In Arum’s view, the five-foot six-and-a-half inch (1.69m) Pacquiao is different from any other fighter because he has become completely ambidextrous.

“His left and right hand hit with equal power and that is what destroys his opponents,” the 78-year-old promoter said.

“They train to fight a left-handed guy and they watch out for his left hand but before they know it, they are getting pummeled by the right hand.”

Pacquiao cemented his place among the sport’s elite with an unanimous points victory over Mexican Antonio Margarito in Dallas Saturday to land an eighth world title in an unprecedented eighth weight class.

He completely outclassed his bigger and taller opponent with lightning hand speed and precise power punching, breaking Margarito’s right eye socket before he claimed the vacant WBC super welterweight crown.
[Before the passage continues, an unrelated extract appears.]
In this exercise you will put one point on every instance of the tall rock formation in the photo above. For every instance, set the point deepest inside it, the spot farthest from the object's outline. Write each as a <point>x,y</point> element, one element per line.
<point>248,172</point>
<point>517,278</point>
“I have never seen anything like that,” Arum said of the Filipino’s two-fisted dominance. “Not with (Sugar) Ray Leonard, not with Marvin Hagler, not with Duran.

“I look at old movies of (Sugar) Ray Robinson and Robinson couldn’t do that. So I really look at Manny now as being the best I’ve ever seen. I really believe that.”

While many would argue that Arum’s role as a promoter is to give as much hype as possible to all the boxers in his stable, Pacquiao’s career statistics are certainly remarkable.

He won the first of his world titles at just 112 pounds (51kg) and he weighed 148 (67kgs) when he stepped into the ring with Margarito at Cowboys Stadium Saturday.

Despite being 17 pounds lighter and giving away 4- inches in height and just over six inches in reach, ‘Pacman’ improved his career record to 52-3-2 with 38 knockouts.

Unlike most of his predecessors in the pantheon of boxing greats, the ever-smiling Filipino has dominated virtually every opponent who has been lined up against him in the ring.

He has also become an entertainer extraordinaire who always strives to give his legions of fans as much excitement as possible with his all-action, aggressive style.

Pacquiao’s fight against Margarito was his first since he won a seat in his country’s national congress earlier this year and Arum is convinced the Filipino will achieve even greater success outside the ring.

“I have never seen a personality with a whole country behind him who live and die with his every move,” Arum said.

“He is such a humanitarian, such a caring person for the poor and he is so consumed with doing good.

“That’s why I believe his accomplishments outside of boxing will eclipse anything he does in boxing, even if he is universally recognized as the greatest fighter that ever lived.”